Gerar Dream and the I Am
Genesis 20:1-7 - A Neville Goddard interpretation
Read Genesis 20 in context
Scripture Focus
Biblical Context
Abraham travels to Gerar with Sarah; he claims she is his sister and Abimelech takes her. God warns in a dream, and Sarah is restored when Abraham, a prophet, prays; mercy and covenant return.
Neville's Inner Vision
Genesis 20:1-7, seen through the I AM lens, is a drama of inner states rather than a historical incident. Abraham’s outward claim that Sarah is his sister reveals a fear-based stance—an inner separation belief that love and protection require cunning. The outer king, Abimelech, appears as the surface mind, thinking to possess what is beloved, but God speaks in a dream to correct the inner alignment. The warning that you are a dead man signals the consequence of living out of harmony with the life I AM, not a punishment from without.

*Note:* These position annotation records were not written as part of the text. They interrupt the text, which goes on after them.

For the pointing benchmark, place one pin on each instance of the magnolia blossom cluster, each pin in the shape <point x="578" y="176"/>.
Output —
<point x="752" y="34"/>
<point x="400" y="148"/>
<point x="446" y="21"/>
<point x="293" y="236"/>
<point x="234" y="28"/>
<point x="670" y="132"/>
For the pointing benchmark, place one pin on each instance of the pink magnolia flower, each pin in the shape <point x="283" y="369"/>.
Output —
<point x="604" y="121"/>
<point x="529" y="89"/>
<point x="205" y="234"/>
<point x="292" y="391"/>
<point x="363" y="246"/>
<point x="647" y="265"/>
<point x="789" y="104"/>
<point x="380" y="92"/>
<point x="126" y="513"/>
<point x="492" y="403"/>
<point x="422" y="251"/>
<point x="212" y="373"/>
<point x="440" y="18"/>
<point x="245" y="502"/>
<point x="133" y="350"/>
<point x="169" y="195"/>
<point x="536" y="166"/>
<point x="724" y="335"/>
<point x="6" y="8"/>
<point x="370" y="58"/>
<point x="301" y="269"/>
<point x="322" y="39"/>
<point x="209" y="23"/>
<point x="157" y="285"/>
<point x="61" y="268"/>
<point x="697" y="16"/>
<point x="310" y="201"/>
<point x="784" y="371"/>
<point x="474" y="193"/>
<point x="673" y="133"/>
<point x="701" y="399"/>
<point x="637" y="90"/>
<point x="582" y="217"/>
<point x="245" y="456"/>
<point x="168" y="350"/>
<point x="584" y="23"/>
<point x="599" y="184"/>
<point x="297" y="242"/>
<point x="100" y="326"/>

Yet this is mercy in action: God withholds the consequences only to invite a return to truth. When Abimelech yields and restores Sarah, the life of the man and the nation is spared because the inner state has shifted back toward unity. The line that Abraham is a prophet who shall pray for thee points to a deeper truth: the true intercessor is the inner I AM, the state of consciousness that can bless and sustain another. In practice, I revise the scene within my own mind: I am the I AM, and my beloved and I are one; the dream dissolves in that truth.
Practice This Now
Imaginative act: In the next quiet moment, assume the oneness of you and the beloved in the I AM and feel it as already true; revise any fear of separation and allow the life to flow.